For C8-3, we retrieved the ATP synthase F₁ subunit gamma (TcCLB.511145.60, Q4D1H0), mediator of the final step in the electron transport chain, selected in position 32 out of 56, which could also be the target of this compound. Interestingly, we also found trans-sialidase enzymes (TcCLB.505931.30 Q4CWF1, TcCLB.506515.29 Q4CPR9, TcCLB.508089.10 Q4CYW1 and TcCLB.509817.50 Q4CZP0) at positions 7, 8, 12 and 18 out of 56 for this same compound. C8-3 lightly resembles some benzoic acid derivatives that have been described to target the trans-sialidase protein family by another virtual screening study (Vázquez-Jiménez et al., 2021). Additionally, the presence of fluorine atoms, aside from increasing their metabolic stability and membrane permeation, could be involved in protein-ligand short contacts further increasing C8-3 binding affinity (Zhou et al., 2009).
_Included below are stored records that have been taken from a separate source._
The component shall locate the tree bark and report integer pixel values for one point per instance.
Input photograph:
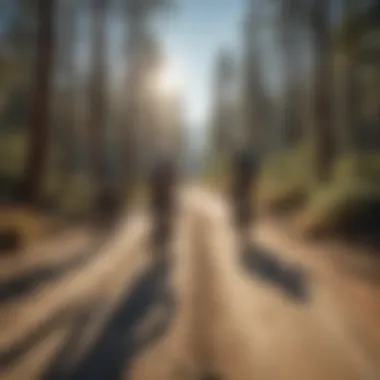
(37, 154)
(324, 128)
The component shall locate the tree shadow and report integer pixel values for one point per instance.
(112, 354)
(290, 279)
(25, 283)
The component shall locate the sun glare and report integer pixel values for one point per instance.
(167, 80)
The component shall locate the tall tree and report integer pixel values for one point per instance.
(39, 125)
(98, 101)
(224, 103)
(255, 105)
(290, 32)
(323, 80)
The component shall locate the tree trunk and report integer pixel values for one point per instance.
(324, 128)
(97, 112)
(39, 126)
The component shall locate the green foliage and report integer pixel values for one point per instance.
(286, 179)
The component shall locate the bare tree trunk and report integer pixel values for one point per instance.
(324, 128)
(39, 125)
(97, 114)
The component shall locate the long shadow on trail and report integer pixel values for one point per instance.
(25, 283)
(290, 279)
(119, 342)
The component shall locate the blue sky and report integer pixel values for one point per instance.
(192, 36)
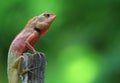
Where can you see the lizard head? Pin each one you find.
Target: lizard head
(44, 21)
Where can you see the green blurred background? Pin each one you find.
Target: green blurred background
(82, 45)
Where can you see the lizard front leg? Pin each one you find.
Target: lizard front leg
(30, 39)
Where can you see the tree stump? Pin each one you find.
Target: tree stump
(33, 67)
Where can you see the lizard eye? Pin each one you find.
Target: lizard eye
(47, 15)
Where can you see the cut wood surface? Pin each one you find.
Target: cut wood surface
(33, 67)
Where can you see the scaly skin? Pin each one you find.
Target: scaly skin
(26, 40)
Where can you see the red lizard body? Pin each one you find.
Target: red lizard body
(26, 40)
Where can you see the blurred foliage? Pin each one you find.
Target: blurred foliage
(82, 45)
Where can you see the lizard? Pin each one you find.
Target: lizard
(26, 40)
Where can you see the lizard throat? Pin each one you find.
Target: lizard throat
(37, 29)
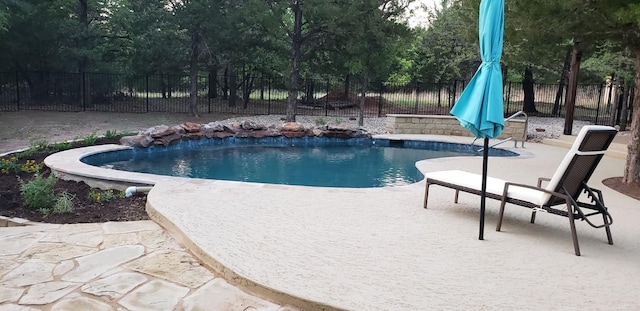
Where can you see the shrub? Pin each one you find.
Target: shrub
(38, 193)
(9, 164)
(90, 139)
(64, 203)
(63, 145)
(110, 134)
(30, 166)
(105, 196)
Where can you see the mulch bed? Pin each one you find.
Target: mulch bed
(85, 210)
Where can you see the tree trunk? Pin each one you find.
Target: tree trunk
(296, 55)
(632, 167)
(529, 104)
(213, 85)
(623, 107)
(225, 84)
(83, 17)
(193, 75)
(363, 93)
(347, 86)
(163, 85)
(233, 87)
(572, 89)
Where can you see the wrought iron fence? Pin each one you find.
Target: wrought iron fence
(251, 95)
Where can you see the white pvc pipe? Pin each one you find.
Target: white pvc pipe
(133, 189)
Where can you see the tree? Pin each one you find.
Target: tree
(626, 22)
(529, 94)
(448, 49)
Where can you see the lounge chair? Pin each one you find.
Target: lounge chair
(562, 192)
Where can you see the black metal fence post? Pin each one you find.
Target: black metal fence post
(509, 98)
(147, 91)
(83, 79)
(269, 97)
(209, 92)
(326, 101)
(415, 106)
(380, 101)
(598, 105)
(18, 91)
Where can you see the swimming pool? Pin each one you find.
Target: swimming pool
(326, 162)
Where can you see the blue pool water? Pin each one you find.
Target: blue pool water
(306, 161)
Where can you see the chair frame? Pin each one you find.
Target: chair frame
(560, 196)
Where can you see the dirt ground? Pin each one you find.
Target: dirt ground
(20, 129)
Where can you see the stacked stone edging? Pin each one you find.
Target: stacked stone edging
(163, 135)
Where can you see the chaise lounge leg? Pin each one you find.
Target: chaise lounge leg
(500, 215)
(608, 230)
(426, 195)
(574, 235)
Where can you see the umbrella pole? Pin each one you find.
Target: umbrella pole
(483, 196)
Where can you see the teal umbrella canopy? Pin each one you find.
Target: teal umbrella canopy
(480, 107)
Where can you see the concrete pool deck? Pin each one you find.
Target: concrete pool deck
(378, 249)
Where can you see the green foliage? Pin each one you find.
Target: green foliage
(90, 139)
(30, 166)
(110, 134)
(13, 164)
(9, 165)
(64, 203)
(447, 50)
(62, 145)
(38, 193)
(105, 196)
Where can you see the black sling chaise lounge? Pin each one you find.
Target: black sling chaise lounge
(561, 196)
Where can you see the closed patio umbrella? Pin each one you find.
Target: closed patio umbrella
(479, 108)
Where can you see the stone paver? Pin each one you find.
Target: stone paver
(180, 267)
(154, 295)
(114, 286)
(220, 295)
(100, 262)
(106, 267)
(44, 293)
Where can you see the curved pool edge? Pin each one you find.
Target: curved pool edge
(68, 165)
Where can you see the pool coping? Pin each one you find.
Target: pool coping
(67, 165)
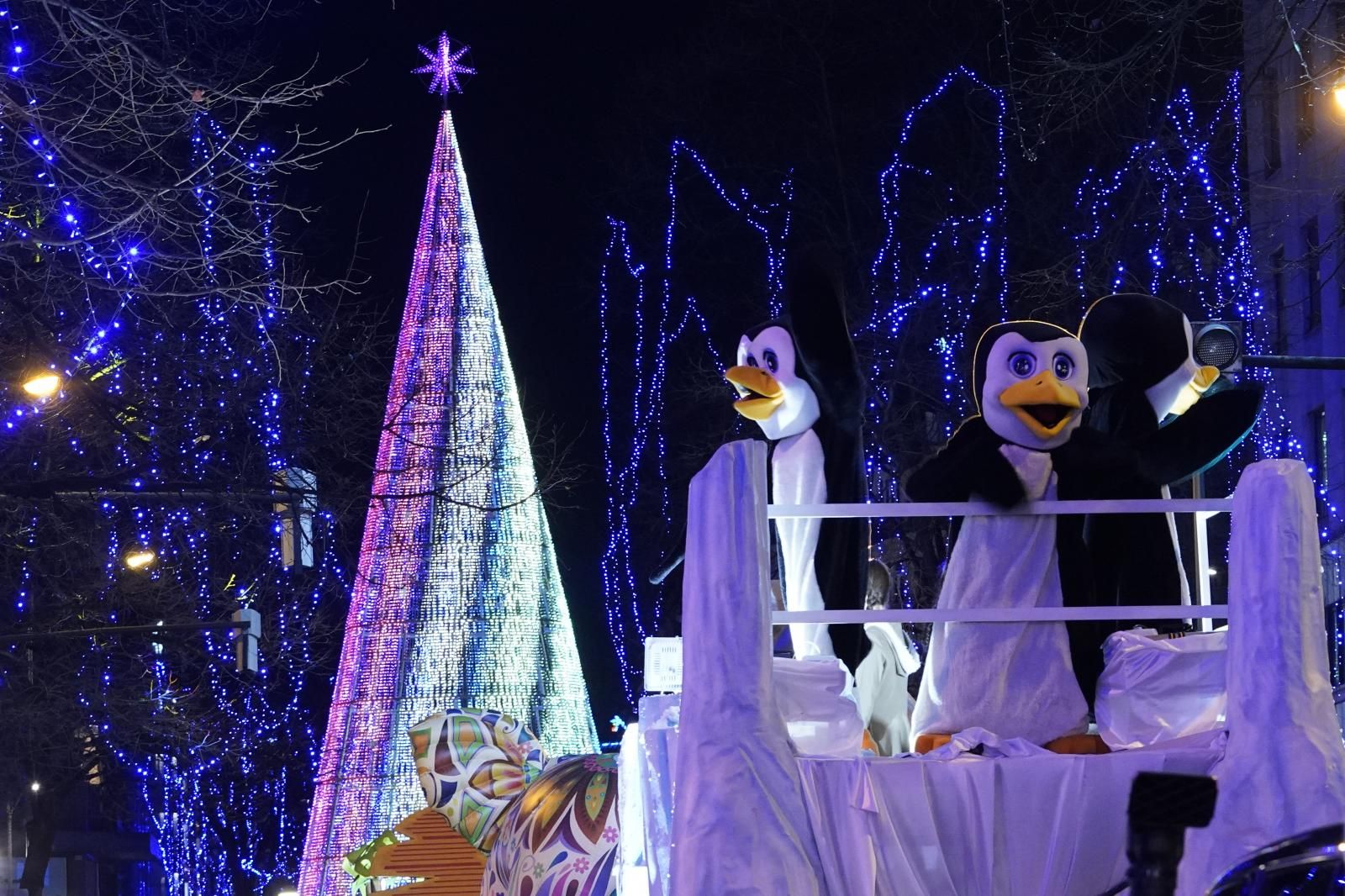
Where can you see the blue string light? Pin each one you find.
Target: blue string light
(195, 385)
(1189, 241)
(636, 443)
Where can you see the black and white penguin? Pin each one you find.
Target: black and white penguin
(1141, 373)
(800, 382)
(1015, 680)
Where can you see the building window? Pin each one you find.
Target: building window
(296, 502)
(1277, 272)
(1270, 123)
(1306, 124)
(1311, 275)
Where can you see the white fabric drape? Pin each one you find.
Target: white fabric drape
(972, 826)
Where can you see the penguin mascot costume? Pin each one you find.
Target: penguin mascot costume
(799, 380)
(1141, 372)
(1015, 680)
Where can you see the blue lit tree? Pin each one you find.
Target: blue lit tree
(674, 322)
(156, 475)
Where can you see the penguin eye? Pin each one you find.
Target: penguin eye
(1021, 363)
(1064, 366)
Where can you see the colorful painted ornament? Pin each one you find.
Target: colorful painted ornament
(549, 826)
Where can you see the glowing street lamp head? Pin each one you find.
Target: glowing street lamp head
(139, 559)
(1338, 100)
(44, 385)
(446, 65)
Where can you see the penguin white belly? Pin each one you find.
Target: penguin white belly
(799, 478)
(1015, 680)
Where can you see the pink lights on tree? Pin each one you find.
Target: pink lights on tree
(457, 599)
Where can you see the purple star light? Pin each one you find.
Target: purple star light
(446, 66)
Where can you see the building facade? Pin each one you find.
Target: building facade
(1295, 58)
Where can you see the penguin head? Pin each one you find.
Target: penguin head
(773, 382)
(1147, 343)
(1031, 382)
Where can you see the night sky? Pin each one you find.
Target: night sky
(568, 120)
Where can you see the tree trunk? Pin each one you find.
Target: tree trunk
(42, 835)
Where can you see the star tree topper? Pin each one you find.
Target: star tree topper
(446, 66)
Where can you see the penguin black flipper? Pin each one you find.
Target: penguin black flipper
(968, 465)
(815, 303)
(1203, 436)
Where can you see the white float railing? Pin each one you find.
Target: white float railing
(1203, 508)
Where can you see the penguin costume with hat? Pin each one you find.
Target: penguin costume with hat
(1142, 372)
(799, 380)
(1015, 680)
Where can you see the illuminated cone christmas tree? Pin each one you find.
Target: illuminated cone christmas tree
(459, 600)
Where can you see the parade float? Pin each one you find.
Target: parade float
(755, 772)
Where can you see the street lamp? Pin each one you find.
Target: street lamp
(42, 385)
(139, 557)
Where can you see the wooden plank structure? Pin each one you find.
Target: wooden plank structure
(443, 862)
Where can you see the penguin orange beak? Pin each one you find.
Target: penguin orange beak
(1205, 378)
(1044, 405)
(759, 390)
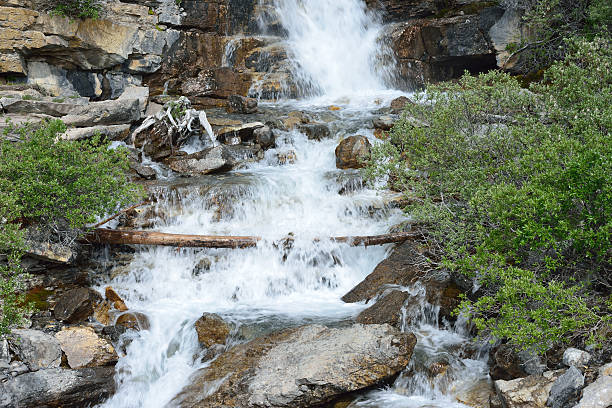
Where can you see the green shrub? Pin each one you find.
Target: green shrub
(515, 189)
(55, 188)
(77, 8)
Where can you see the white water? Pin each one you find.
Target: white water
(334, 49)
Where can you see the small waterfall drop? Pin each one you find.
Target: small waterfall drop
(335, 47)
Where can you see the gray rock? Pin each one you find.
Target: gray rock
(264, 137)
(576, 357)
(215, 159)
(35, 348)
(58, 387)
(599, 393)
(528, 392)
(384, 122)
(564, 388)
(300, 367)
(76, 305)
(112, 112)
(315, 131)
(112, 132)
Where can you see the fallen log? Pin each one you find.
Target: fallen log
(121, 237)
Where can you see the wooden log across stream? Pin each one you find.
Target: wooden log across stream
(124, 237)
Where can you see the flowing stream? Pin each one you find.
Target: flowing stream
(335, 52)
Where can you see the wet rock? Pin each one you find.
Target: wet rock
(404, 267)
(76, 305)
(528, 392)
(112, 112)
(114, 297)
(352, 152)
(300, 367)
(84, 348)
(315, 131)
(58, 387)
(242, 133)
(386, 310)
(576, 357)
(242, 104)
(506, 364)
(113, 132)
(36, 349)
(133, 320)
(264, 137)
(398, 104)
(565, 389)
(214, 159)
(599, 393)
(211, 329)
(384, 122)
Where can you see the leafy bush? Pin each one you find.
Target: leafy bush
(54, 187)
(77, 8)
(514, 188)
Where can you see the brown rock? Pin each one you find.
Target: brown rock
(352, 152)
(300, 367)
(112, 296)
(211, 329)
(386, 310)
(76, 305)
(133, 320)
(83, 348)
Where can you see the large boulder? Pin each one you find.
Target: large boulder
(214, 159)
(84, 348)
(76, 305)
(386, 310)
(528, 392)
(211, 330)
(352, 152)
(300, 367)
(58, 387)
(112, 112)
(38, 350)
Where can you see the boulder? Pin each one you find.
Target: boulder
(242, 104)
(114, 297)
(214, 159)
(112, 132)
(352, 152)
(404, 267)
(566, 388)
(575, 357)
(239, 133)
(83, 348)
(58, 387)
(315, 131)
(211, 329)
(386, 310)
(264, 137)
(384, 122)
(300, 367)
(133, 320)
(76, 305)
(112, 112)
(528, 392)
(38, 350)
(599, 393)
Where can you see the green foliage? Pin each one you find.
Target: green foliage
(54, 187)
(515, 189)
(77, 8)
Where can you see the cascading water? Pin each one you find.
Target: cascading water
(335, 49)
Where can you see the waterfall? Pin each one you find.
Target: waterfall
(335, 47)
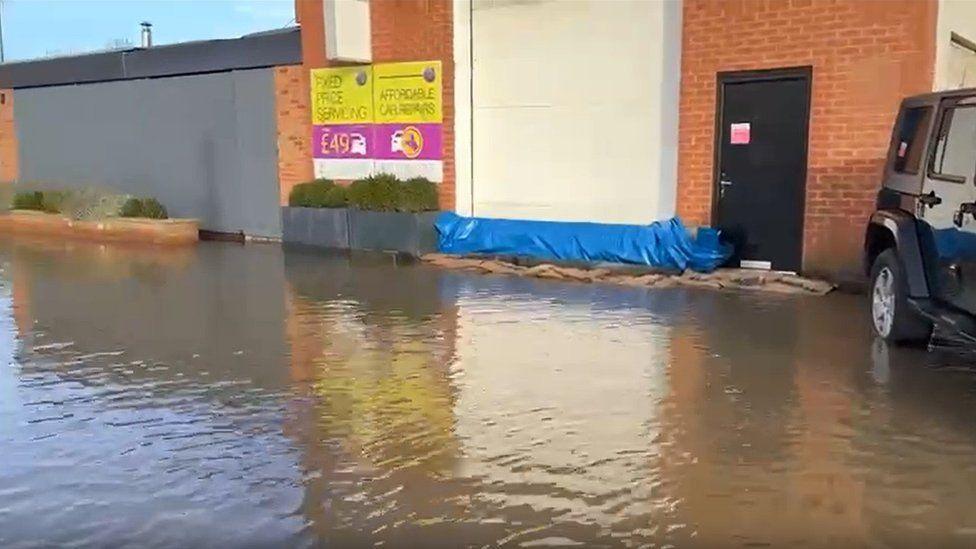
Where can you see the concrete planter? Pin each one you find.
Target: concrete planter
(318, 227)
(411, 233)
(116, 229)
(351, 229)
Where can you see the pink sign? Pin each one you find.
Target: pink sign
(343, 141)
(408, 142)
(740, 133)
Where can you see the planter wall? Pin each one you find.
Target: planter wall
(345, 229)
(148, 231)
(319, 227)
(411, 233)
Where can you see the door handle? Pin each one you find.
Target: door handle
(722, 185)
(966, 208)
(930, 200)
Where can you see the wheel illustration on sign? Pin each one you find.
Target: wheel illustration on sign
(408, 141)
(357, 144)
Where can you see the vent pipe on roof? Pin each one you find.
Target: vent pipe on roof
(146, 34)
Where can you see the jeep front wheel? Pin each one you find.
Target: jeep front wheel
(891, 315)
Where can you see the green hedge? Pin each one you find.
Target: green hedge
(28, 200)
(148, 208)
(386, 193)
(41, 201)
(320, 193)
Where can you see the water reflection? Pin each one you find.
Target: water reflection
(243, 395)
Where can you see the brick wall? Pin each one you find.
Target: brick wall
(402, 30)
(292, 111)
(866, 55)
(8, 138)
(421, 30)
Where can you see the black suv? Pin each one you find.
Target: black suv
(920, 246)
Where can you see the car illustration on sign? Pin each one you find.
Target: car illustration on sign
(357, 144)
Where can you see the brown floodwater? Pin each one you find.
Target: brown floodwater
(244, 396)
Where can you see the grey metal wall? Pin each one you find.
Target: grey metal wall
(205, 145)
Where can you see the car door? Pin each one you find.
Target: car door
(950, 182)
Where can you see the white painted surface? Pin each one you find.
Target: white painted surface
(955, 66)
(405, 169)
(462, 107)
(347, 30)
(574, 109)
(342, 168)
(354, 168)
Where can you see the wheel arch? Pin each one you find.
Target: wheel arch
(896, 229)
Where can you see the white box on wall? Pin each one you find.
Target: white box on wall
(347, 30)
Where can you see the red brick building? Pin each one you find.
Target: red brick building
(401, 30)
(863, 57)
(772, 115)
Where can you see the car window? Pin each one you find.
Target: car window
(955, 150)
(911, 139)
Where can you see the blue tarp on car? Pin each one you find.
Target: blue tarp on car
(662, 244)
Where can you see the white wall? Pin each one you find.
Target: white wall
(955, 66)
(572, 106)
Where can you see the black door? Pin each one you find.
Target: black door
(762, 165)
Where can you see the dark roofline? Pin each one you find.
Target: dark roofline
(258, 50)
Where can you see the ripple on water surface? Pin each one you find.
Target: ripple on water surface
(245, 396)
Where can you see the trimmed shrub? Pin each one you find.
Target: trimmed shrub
(54, 201)
(418, 195)
(148, 208)
(131, 208)
(378, 193)
(154, 209)
(336, 197)
(28, 200)
(311, 194)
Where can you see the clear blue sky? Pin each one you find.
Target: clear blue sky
(35, 28)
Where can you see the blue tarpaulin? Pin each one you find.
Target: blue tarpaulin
(662, 244)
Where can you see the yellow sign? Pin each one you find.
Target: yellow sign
(408, 92)
(342, 95)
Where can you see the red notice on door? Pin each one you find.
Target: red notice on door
(739, 133)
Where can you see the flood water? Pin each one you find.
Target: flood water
(242, 396)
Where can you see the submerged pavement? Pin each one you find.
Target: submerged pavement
(245, 396)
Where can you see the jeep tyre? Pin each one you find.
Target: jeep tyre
(891, 316)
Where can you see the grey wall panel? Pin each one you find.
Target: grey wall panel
(281, 47)
(205, 145)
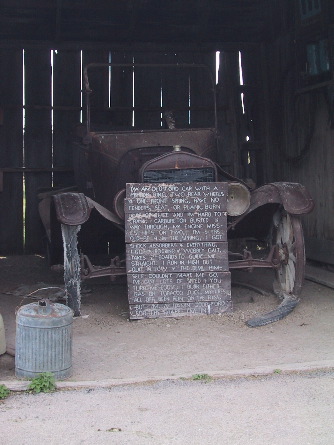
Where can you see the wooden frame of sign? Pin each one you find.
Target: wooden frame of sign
(176, 251)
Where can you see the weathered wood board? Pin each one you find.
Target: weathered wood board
(177, 253)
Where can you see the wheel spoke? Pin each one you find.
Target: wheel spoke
(290, 242)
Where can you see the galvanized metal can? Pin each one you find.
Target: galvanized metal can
(44, 340)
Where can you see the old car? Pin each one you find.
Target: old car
(263, 224)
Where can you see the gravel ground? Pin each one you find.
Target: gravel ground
(276, 410)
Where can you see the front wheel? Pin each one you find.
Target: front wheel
(287, 236)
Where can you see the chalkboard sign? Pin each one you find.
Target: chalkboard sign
(176, 257)
(183, 197)
(178, 287)
(169, 227)
(177, 252)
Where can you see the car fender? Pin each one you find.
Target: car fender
(294, 197)
(74, 209)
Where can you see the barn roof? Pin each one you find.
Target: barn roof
(138, 21)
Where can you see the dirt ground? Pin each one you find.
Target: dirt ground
(106, 346)
(276, 410)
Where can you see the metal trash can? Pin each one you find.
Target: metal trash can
(44, 340)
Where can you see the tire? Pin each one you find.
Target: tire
(287, 236)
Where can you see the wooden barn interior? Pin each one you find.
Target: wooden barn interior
(273, 62)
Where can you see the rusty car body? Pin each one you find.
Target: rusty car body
(264, 227)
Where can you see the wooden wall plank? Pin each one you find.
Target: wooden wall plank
(99, 84)
(147, 92)
(201, 92)
(11, 151)
(175, 91)
(37, 141)
(66, 94)
(121, 92)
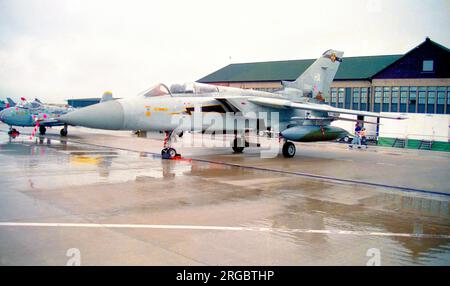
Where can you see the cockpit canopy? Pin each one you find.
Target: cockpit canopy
(180, 89)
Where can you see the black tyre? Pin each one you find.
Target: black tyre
(42, 130)
(289, 150)
(237, 146)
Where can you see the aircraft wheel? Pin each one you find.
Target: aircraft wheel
(168, 153)
(42, 130)
(13, 132)
(236, 146)
(172, 153)
(289, 150)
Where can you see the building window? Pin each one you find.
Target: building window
(378, 91)
(441, 95)
(356, 95)
(412, 95)
(404, 94)
(364, 92)
(428, 66)
(395, 91)
(431, 95)
(341, 95)
(386, 91)
(448, 95)
(422, 94)
(333, 95)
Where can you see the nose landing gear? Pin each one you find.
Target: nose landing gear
(42, 130)
(288, 149)
(168, 152)
(63, 131)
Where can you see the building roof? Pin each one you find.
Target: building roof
(85, 99)
(352, 68)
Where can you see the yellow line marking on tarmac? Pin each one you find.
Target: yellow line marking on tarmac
(224, 228)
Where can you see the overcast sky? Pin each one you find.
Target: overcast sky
(59, 49)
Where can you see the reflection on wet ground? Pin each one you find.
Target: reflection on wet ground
(48, 180)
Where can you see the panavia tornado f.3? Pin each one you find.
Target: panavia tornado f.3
(296, 112)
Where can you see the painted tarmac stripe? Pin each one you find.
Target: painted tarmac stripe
(221, 228)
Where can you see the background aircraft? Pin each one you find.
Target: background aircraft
(33, 114)
(297, 111)
(37, 114)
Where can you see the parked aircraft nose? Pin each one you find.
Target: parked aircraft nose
(104, 115)
(4, 115)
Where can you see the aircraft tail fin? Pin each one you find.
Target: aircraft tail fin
(107, 96)
(11, 102)
(316, 80)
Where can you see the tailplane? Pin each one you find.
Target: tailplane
(316, 80)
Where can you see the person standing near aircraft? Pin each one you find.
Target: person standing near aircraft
(357, 139)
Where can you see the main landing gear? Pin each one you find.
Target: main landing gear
(63, 131)
(238, 145)
(288, 149)
(168, 152)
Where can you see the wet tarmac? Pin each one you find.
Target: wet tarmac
(110, 196)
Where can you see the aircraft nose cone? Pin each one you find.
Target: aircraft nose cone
(105, 115)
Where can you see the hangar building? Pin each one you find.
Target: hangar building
(416, 82)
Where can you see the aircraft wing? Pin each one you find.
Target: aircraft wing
(283, 103)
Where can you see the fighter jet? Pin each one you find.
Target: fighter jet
(11, 102)
(297, 112)
(33, 114)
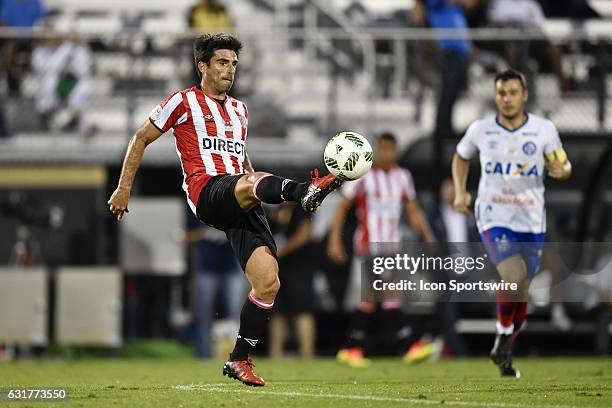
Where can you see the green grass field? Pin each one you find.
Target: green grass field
(554, 383)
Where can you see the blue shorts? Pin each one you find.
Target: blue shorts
(502, 243)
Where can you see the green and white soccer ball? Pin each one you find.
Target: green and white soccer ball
(348, 155)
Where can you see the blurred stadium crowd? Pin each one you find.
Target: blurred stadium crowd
(79, 77)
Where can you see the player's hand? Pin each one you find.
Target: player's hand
(336, 252)
(462, 202)
(557, 170)
(118, 202)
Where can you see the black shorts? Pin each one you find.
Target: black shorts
(245, 230)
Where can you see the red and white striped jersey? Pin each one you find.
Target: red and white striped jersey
(379, 197)
(209, 136)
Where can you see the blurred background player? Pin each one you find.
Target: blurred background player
(295, 299)
(515, 149)
(380, 197)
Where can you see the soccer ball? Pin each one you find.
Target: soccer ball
(348, 156)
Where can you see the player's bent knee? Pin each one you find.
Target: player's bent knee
(245, 188)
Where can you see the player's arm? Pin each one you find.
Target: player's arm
(417, 219)
(559, 167)
(300, 238)
(335, 247)
(144, 136)
(248, 166)
(461, 168)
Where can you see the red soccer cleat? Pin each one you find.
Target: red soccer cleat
(242, 370)
(318, 189)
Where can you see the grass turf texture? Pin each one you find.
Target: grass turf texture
(546, 382)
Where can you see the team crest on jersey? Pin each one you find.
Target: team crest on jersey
(243, 120)
(155, 112)
(529, 148)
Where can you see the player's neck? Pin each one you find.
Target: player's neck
(513, 123)
(212, 92)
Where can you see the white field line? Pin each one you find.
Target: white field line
(222, 388)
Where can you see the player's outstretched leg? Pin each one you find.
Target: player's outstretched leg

Finally, C7-4 is a polyamine compound based on the well-known tripodal polyamine tris(2-amimoethyl)amine moiety (Martín-Escolano et al., 2019). Martin-Escolano and co-workers performed metabolism excretion, mitochondrial membrane potential and SOD-inhibition studies in order to decipher C7-4 mechanism of action. Their results showed that C7-4 anti-T. cruzi activity could be related to its effect at the glycosomal level (Martín-Escolano et al., 2019). In our analysis, we found a TcCLB.507009.10 (Q4DC12) glycosomal membrane protein, also annotated as Gim5A protein, occupying position 24 out of 55 in the top selected binders. It has been described that this protein might play an important role in the parasite transition from proliferative to stationary phase (Avila et al., 2018). In T. brucei, Gim5A and Gim5B are the most abundant glycosome membrane proteins, and depletion of the latter is lethal for the bloodstream form (Maier et al., 2001). However, there is no evidence of this protein in T. cruzi. On the other hand, polyamines are polycationic compounds essential for the growth and function of T. cruzi parasites, including cellular processes like the synthesis of trypanothione (Talevi et al., 2019). The thiol-polyamine metabolism of T. cruzi has been previously shown to be a suitable drug target due to its unique configuration and dependency on external supply (Reigada et al., 2018; Talevi et al., 2019). We found that C7-4 targeted spermidine synthases, the enzyme that converts putrescine into spermidine, in positions 43 (TcCLB.503855.20, Q4DBH6) and 48 (TcCLB.504033.130, Q4DR69) out of 55 in the top 3%. In addition, trypanothione reductase (TcCLB.504507.5, Q4CMQ7) was found at position 53. Our docking results showed that C7-4 is allocated in the flavin adenine dinucleotide (FAD) coenzyme site of the trypanothione reductase (Garrard et al., 2000; Beltran-Hortelano et al., 2017). Specifically, the fluorene moiety of C7-4 accommodates at the catalytic site near Cys53 and Cys58 residues, similarly to other polyamine derivatives with large substituents (Garrard et al., 2000). Altogether, the previously performed in vitro assays and our docking results could suggest multiple targeting for this compound.